Always bear in mind that sunstroke can likely occur among the elderly and young children once the temperatures reach up to 130 degrees Fahrenheit or higher.
If the humidity level is low, the common response of the body to a heat wave is dehydration. An individual can lose up to half a gallon of water every 10 minutes once exposed to direct sunlight under temperatures of 90 degrees and higher. Dehydration can occur slowly where the possible complications are not obvious until it is already too late. Those who live in urban areas are at high risk due to the stationary atmospheric conditions that can trap pollutants present in the air. Once these pollutants are inhaled, it can trigger respiratory problems. Young children, the elderly and those who are sick are at high risk for dehydration.

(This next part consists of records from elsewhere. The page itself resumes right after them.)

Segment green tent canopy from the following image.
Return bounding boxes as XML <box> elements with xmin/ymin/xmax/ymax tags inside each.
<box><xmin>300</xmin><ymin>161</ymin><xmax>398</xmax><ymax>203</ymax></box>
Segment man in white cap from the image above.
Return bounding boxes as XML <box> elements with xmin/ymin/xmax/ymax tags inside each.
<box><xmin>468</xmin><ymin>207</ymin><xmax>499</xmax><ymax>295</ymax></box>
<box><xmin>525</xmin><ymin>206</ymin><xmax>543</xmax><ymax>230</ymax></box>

During a heat wave, death can occur especially among those with heart problems or the health condition is weakened or compromised by certain diseases. In most cases, the heat includes humidity and will wear down the body beyond its tolerance point. In most cases, an individual dies due to the pressure the heat imposes on the body.
Always remember that overexposure to extreme heat has been one of the common causes of heat exhaustion which is dangerous for young children and the elderly. It is important to note that heat exhaustion is comparable to a mild shock. The symptoms include weakness, heavy sweating, and clammy skin, weak pulse rate, fainting and vomiting. The condition typically occurs among individuals who are working or exercising in warm, humid temperatures. If heat exhaustion is not treated right away, it can worsen where the body temperature will continue to increase and eventually progress to heatstroke. Once the initial signs of heat distress are suspected, it is important to provide the appropriate care measures in order to prevent the condition from worsening.